Que música você quer ouvir?Folhetim quinzenal em 7 capítulos
Capítulo 5
Naquela manhã, apesar de levemente nostálgico, Benjamim
resistiu à tentação de colocar para rodar na vitrola algo dolorido. Logo
o radialista chegaria e não deveria ser contaminado pela alma
cinzenta dos outros e repassar a tristeza para a população via
noticiários. Não. Um Ernesto Nazareth sacudido fizera bem à cidade,
pensou ele, e colocou a agulha sobre um oportuno Waldir Azevedo.
‘Carioquinha’ invadiu o ambiente justo quando o radialista no seu
passo lento chegara em frente ao sobradinho amarelo. Benjamim teve
a certeza do dever cumprido ao ver o radialista, frisado pela
veneziana, ensaiar uns passos marotos na calçada e seguir feliz,
assobiando.
Pouco depois nosso herói saiu para tomar seu café na rua. No
Chico Francisco pediu um pão canoa com ovo e uma média, meio a
meio. Enquanto saboreava seu desjejum ouvia a conversa
circunvizinha, no minúsculo estabelecimento. Um cidadão de voz
áspera comentava de forma agressiva, uma manifestação que
ocorrera na tarde passada no Calçadão. “Esses comunistas acham
que podem ir pra rua pedir liberdade para um ladrão!”. Alguém
rebateu: “Democracia é isso. Direito de manifestação”. E o cidadão,
agora já com uma intolerância truculenta vociferou: “democracia é o
escambau. Eles que se mudem pra Cuba. Ou para a China. Aqui,
não!”.
Benjamim não ouviu mais nada. Involuntariamente, seu
equipamento auditivo natural, desligou-se do ambiente. Passou a ouvir
os sons da memória. Nessa autodefesa involuntária lembrava e
praticamente ouvia nitidamente as palavras da amiga Maria Severa,
ditas de forma pausada e tão cheias de uma certeza incômoda.

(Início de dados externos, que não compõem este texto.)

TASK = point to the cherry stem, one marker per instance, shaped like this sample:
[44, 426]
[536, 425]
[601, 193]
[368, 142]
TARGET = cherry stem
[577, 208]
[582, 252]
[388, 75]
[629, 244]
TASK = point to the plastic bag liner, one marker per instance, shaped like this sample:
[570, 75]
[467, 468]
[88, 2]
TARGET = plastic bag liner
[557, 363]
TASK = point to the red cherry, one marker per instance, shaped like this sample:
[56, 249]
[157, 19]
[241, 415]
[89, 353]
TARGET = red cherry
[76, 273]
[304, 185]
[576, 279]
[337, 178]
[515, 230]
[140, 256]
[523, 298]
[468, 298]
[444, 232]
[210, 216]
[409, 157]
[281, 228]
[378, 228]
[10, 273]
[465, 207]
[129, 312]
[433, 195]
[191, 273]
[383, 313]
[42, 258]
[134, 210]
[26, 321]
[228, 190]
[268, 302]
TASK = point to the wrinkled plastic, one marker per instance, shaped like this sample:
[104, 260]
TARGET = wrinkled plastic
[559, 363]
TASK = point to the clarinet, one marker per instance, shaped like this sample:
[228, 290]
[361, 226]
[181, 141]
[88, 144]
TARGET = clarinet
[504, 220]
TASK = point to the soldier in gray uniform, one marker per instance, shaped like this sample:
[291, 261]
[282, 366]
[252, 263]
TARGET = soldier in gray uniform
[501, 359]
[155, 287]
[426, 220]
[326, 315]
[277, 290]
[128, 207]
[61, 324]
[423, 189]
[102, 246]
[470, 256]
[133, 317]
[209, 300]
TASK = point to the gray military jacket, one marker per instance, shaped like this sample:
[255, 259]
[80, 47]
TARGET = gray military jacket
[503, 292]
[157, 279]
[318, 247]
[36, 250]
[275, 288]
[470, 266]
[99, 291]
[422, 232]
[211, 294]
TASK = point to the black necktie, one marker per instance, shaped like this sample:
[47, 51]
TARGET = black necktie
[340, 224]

“Amigo, os tempos são outros. Piores do que todos os outros tempos
ruins que você conheceu. Aquele fantasma que rondou por Espanha,
Portugal, Itália e Alemanha, logicamente, está aí, a andar lépido pelas
ruas. Essa gente não aceita os diferentes, não toleram imperfeições
como pobres, negros, indígenas, nem pessoas com deficiência. E nem
quem gosta de Chorinhos”.
Benjamim caminhou a esmo pelo bairro pensativo e remoendo
as palavras da amiga. Preocupado com a afirmação de que fascistas
não toleram quem gosta de Chorinhos, pensou no radialista. Os
aposentados estavam em suas cadeiras habituais, os pedintes a
esmolar e um jovem tocava clarineta, tentando dar cores mais vivas
ao dia e, estimular sorrisos nos passantes. Voltou a pensar no locutor.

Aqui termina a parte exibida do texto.